At Better Tomorrow Ventures, Sheel and his co-founder Jake Gibson (founder of NerdWallet) often lead seed and pre-seed rounds. Sheel uses his own experiences to figure out who to invest in. “As an immigrant or child of immigrants, you learn how to make do on a little and you have a certain work ethic and hunger for success”, says Sheel. “Even though my parents didn’t know what to do with me, they would pay for anything that would further my education, even though they were not rich.
“Because they’ve been through the struggle, or their parents have, immigrants have tended to do better. A really high percentage of entrepreneurs are immigrants. And I gravitate toward those people. And I also gravitate toward people who’ve lived abroad, like I have. We’ve invested in a company in Brazil, with a Brazilian founder, who actually moved to India to start a company. If you think that there’s an opportunity someplace else and decide to move there, that’s such a bold thing. That’s very compelling.”
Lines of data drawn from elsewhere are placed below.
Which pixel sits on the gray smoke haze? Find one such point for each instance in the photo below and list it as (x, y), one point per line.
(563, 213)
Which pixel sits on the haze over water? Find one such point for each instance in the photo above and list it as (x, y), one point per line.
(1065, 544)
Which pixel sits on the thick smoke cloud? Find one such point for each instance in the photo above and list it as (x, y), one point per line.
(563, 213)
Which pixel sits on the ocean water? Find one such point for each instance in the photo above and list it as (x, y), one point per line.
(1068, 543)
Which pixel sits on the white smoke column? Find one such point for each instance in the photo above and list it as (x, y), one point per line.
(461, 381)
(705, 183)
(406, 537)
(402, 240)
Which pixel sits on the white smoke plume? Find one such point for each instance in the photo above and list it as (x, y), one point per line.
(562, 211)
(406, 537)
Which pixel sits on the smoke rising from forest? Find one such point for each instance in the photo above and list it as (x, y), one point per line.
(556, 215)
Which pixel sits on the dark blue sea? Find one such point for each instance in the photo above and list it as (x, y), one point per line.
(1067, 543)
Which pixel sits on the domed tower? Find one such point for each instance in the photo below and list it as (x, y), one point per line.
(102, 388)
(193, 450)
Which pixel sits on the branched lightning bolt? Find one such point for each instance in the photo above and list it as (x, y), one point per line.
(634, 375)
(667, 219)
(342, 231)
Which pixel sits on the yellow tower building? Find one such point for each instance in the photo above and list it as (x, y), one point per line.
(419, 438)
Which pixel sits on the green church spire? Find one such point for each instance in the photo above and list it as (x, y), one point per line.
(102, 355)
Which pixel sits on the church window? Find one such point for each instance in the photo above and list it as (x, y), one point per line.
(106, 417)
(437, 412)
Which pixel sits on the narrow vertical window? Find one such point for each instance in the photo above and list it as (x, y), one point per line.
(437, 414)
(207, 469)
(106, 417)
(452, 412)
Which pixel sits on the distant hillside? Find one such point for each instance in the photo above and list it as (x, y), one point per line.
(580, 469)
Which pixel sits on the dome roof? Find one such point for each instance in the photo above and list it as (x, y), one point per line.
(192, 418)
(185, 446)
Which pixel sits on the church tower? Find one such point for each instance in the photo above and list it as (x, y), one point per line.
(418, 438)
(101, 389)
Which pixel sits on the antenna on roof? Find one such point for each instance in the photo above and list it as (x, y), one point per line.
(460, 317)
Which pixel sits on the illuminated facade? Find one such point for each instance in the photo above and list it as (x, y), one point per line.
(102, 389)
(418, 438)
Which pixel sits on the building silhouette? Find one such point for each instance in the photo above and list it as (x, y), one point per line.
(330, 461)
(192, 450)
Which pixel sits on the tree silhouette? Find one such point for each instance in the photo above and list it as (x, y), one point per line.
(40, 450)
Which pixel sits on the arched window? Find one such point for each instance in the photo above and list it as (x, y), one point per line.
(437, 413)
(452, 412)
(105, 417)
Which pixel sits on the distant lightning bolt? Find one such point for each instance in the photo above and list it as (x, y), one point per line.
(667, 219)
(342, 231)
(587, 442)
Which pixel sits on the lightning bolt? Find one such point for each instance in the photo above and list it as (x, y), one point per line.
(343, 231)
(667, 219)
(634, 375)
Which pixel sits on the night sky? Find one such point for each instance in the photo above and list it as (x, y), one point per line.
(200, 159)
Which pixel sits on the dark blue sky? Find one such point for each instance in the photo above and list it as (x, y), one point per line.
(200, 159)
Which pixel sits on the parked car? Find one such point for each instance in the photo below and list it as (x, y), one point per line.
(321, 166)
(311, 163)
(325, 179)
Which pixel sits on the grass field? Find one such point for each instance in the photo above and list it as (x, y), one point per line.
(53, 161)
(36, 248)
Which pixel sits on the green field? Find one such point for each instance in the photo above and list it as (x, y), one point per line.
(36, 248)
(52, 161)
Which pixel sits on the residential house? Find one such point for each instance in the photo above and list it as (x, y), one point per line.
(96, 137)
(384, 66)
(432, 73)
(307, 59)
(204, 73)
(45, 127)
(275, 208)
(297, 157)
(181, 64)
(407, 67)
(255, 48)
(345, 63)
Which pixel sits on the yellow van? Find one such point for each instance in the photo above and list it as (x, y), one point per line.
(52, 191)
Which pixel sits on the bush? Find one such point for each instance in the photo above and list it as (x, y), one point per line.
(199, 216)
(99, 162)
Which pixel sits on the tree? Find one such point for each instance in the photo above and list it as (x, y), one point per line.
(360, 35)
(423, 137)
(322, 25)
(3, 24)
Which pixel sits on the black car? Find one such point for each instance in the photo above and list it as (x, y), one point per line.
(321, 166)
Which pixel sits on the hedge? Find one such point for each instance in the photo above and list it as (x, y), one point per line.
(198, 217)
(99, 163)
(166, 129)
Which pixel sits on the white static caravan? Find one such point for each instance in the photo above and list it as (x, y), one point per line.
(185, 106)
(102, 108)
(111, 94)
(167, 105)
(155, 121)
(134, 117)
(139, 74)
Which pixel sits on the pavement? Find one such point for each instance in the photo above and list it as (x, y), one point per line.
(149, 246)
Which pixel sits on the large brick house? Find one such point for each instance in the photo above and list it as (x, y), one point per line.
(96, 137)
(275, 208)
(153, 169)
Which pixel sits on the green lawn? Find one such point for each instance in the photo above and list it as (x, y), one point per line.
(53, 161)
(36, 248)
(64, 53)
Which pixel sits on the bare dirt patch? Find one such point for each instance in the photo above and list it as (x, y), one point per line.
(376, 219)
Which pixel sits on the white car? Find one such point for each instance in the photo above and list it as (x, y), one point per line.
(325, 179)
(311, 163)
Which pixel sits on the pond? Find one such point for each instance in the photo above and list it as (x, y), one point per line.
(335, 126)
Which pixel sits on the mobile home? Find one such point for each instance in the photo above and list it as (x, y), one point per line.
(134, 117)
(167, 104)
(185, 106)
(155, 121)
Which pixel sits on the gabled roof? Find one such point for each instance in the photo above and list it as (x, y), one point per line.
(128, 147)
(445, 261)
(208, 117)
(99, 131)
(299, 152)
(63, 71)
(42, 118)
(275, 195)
Among Sheel’s bets are international companies like Indiagold, which provides instant gold loans to Indian borrowers, and Clubbi, which empowers small merchants across Brazil by optimizing their supply chains.
His parents are proud — even though he’s not a doctor. “As much as we’re impressed that Sheel is doing well in his career, we’re more impressed that he is also a good human being and tries to help people wherever needed,” says Prabha.
And as for his Taco Bell metaverse wedding? “Nobody understood what is this metaverse thing. We attended as avatars but we still don’t understand,” says Prabha.
“However, one good thing about Sheel is that he’s just not like every ordinary person,” adds Shantilal. “He’s got such a good, large circle of friends. People swarm to him and want to be in touch. And he’s always wanted to be adventurous and do different things.”